Tryswift ryan nystrom facebook

Refactoring at Scale – Lessons of Rewriting Instagram’s Feed

When the Instagram team rewrote their iOS feed from the ground up, they learned more than they anticipated about collection views, diffing, and the dangers of too much spaghetti code. In this talk from try! Swift, Ryan Nystrom shares his story of what it takes to ship a successful refactor, and introduces Instagram’s open source gift to us all: IGListKit.


Introduction (0:00)

I’m Ryan Nystrom, an engineer in New York working on Instagram. We’ve been doing a lot of really cool work on infrastructure. For the past year, I’ve been working on rebuilding how our feed works on Instagram. It’s been a really fun process and we’ve learned a lot. Whenever I go to conferences, I love listening to other industry experience talks because I think it’s fascinating to see how other companies and organizations work.

I want to share a bit about how we work at Instagram through the lens of this story of rewriting our feed.

Technical Debt (1:29)

Why did we rewrite our feed? In short: technical debt.

Instagram is a 6.5 year old app, but the code base is still the same. If you search through the git history and blame some files, you’ll find some Instagram init code commits in there. There are still a couple pockets of manual memory management, and there’s a lot of mess. There were a lot of things that made it really challenging.

How did it work? (2:05)

For starters, we use collection views. When we’re looking at a post on Instagram, we see a big section and we break it up into multiple smaller cells. This breakdown works something like this:

nystrom feed item split

You’ve got a supplementary view at the top, you’ve got a cell for the media, a cell for all the action items, and then all these text cells at the bottom. This is driven by a data model that we call a “feed item”.

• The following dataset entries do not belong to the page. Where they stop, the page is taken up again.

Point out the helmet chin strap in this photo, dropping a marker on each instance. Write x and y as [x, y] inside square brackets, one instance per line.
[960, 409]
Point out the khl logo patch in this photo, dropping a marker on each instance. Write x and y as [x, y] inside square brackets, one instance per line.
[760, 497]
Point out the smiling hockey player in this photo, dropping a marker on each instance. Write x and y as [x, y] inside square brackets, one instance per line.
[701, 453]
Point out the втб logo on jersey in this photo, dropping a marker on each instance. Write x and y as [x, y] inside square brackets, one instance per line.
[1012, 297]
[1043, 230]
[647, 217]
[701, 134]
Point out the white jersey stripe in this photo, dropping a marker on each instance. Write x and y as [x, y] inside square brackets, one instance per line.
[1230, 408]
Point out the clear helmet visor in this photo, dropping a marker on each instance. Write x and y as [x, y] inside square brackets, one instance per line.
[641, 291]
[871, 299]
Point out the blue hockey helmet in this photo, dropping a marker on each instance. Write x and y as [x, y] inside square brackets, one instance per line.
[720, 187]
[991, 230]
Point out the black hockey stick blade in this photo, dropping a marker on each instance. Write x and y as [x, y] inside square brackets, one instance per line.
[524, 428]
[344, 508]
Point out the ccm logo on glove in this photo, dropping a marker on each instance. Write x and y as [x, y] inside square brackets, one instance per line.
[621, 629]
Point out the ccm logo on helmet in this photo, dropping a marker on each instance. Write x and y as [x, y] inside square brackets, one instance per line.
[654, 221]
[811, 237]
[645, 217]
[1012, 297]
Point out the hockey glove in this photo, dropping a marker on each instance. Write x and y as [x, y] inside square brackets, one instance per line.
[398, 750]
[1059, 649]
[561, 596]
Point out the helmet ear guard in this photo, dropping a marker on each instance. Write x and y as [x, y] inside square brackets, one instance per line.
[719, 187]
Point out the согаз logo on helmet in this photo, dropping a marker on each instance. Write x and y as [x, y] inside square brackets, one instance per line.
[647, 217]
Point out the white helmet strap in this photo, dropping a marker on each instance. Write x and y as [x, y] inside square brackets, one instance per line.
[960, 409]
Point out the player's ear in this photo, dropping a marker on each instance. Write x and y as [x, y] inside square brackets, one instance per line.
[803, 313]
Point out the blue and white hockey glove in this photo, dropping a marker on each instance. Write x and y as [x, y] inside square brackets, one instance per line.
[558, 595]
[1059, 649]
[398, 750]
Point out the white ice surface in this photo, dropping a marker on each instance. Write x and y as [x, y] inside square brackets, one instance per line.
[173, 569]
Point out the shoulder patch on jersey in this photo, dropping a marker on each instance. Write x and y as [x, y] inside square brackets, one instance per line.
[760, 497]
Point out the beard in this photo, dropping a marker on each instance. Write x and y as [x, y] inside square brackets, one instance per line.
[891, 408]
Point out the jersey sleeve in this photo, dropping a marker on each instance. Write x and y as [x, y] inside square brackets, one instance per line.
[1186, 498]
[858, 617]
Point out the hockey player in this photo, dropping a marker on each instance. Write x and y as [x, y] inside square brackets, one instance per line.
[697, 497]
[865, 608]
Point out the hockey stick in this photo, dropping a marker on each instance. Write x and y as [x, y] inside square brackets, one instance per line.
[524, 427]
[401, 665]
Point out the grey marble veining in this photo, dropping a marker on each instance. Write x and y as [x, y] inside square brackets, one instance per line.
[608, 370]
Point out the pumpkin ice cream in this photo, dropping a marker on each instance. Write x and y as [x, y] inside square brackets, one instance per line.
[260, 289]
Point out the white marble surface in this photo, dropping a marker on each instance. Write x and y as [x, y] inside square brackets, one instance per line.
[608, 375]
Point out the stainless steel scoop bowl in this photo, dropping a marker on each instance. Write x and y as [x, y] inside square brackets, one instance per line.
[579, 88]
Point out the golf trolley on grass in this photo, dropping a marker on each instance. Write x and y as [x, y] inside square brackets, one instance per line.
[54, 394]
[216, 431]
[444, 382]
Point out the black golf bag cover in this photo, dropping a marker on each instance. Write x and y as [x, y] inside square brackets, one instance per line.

You have a single feed item that decides how many comments there are, if we’re going to show an image, if we’re going to play a video, what the user’s name is, etc. Our entire app is built around this feed item data model, and it expects this feed item to have an image, a video, comments, etc. When somebody comes along and says, “Hey, we want to add a new item to the feed,” but it looks like this, we have to say, “sorry, can’t do it, it’s not a feed item”:

Get more development news like this

nystrom new feed item

It’s a cell, somebody designed it, and a product manager worked on it, but it has an array of users, no comments, and it didn’t make any sense. It sucked to tell our teammates “no.”

Just Slap it On (3:41)

Instagram launched back in 2010, with just the images. Over time, we’ve had people come along who wanted to add stuff like video, users, and other sorts of data models. I’m sure we’ve all experienced wanting to make one little change, instead of refactoring and doing what we know is right… we’d like to just slap it on.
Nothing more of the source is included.